TIP 529: Add metadata dictionary property to tk photo image

Login
Author:         Harald Oehlmann <[email protected]>
State:          Final
Type:           Project
Vote:           Done
Vote-Summary:   Accepted 7/0/1
Votes-For:      AK, FV, JD, JN, KW, MC, SL 
Votes-Against:  None
Votes-Present:  KK
Created:        07-Dec-2018
Keywords:       Tk, image
Tcl-Version:    8.7
Tk-Branch:     tip529-image-metadata-no-match-method

Abstract

An additional property is proposed for photo images. This property shall hold a dictionary with image metadata:

myimage cget -metadata
myimage configure -metadata [dict create DPI 300.0]

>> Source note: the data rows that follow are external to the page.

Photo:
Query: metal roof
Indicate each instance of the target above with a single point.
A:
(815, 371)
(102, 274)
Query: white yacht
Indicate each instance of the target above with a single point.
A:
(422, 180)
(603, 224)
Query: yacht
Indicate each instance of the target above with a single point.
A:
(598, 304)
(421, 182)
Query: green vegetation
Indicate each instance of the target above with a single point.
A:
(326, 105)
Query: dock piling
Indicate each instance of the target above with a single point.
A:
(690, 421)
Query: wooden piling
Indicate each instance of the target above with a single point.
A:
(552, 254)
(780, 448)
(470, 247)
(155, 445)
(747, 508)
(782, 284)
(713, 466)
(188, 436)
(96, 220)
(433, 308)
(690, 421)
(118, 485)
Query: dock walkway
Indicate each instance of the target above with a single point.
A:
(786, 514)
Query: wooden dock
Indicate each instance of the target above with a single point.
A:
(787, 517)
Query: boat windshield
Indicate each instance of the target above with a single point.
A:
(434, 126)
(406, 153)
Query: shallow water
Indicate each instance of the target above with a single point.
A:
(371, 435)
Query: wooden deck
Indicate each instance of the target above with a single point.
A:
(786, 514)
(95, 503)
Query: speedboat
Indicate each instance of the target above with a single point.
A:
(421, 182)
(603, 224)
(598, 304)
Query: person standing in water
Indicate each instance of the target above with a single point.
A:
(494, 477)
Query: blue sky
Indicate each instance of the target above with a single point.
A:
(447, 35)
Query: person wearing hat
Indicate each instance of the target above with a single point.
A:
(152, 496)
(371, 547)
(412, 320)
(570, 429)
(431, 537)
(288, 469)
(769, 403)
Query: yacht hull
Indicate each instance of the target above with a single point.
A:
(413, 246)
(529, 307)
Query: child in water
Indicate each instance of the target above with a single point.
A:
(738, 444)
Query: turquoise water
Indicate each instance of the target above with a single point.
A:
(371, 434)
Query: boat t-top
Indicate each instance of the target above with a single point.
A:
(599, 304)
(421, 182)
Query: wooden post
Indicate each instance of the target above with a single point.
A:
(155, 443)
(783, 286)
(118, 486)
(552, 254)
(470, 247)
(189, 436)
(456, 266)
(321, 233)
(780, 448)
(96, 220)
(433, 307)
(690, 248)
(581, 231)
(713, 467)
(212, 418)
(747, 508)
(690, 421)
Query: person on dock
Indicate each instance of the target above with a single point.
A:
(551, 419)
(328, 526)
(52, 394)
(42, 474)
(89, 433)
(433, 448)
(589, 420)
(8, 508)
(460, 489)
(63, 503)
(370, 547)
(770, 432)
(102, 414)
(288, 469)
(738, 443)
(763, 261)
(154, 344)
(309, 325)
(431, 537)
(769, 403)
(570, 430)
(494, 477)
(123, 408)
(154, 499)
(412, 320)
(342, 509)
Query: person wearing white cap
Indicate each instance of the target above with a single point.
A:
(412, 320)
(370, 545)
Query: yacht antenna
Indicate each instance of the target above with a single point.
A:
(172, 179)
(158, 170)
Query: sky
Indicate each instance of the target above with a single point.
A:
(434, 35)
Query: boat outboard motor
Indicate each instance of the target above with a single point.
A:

The content of the dictionary is initialized on image load and used on image save.

Rationale

Image files may contain a lot of metadata like resolution, comments, GPS location etc. This metadata should be accessible and modifiable for the following aims:

image resolution

This TIP especially targets the resolution (DPI) value of the image.

The image resolution included in an image file is crucial for its usage, as many applications (word & co.) use this field to calculate a default size. One may imagine, that image files used in pdf4tcl are automatically scaled to the correct resolution (e.g. the resolution saved in the image file).

This information is included in .png files (supported by core Tk) and many other image formats included in the Img package.

I authored an extension to the Img package to specify the dpi field of a .bmp file when writing. The syntax was accorded with Jeff Hobbs:

myimage write file.bmp -format [list bmp -resolution 300 i]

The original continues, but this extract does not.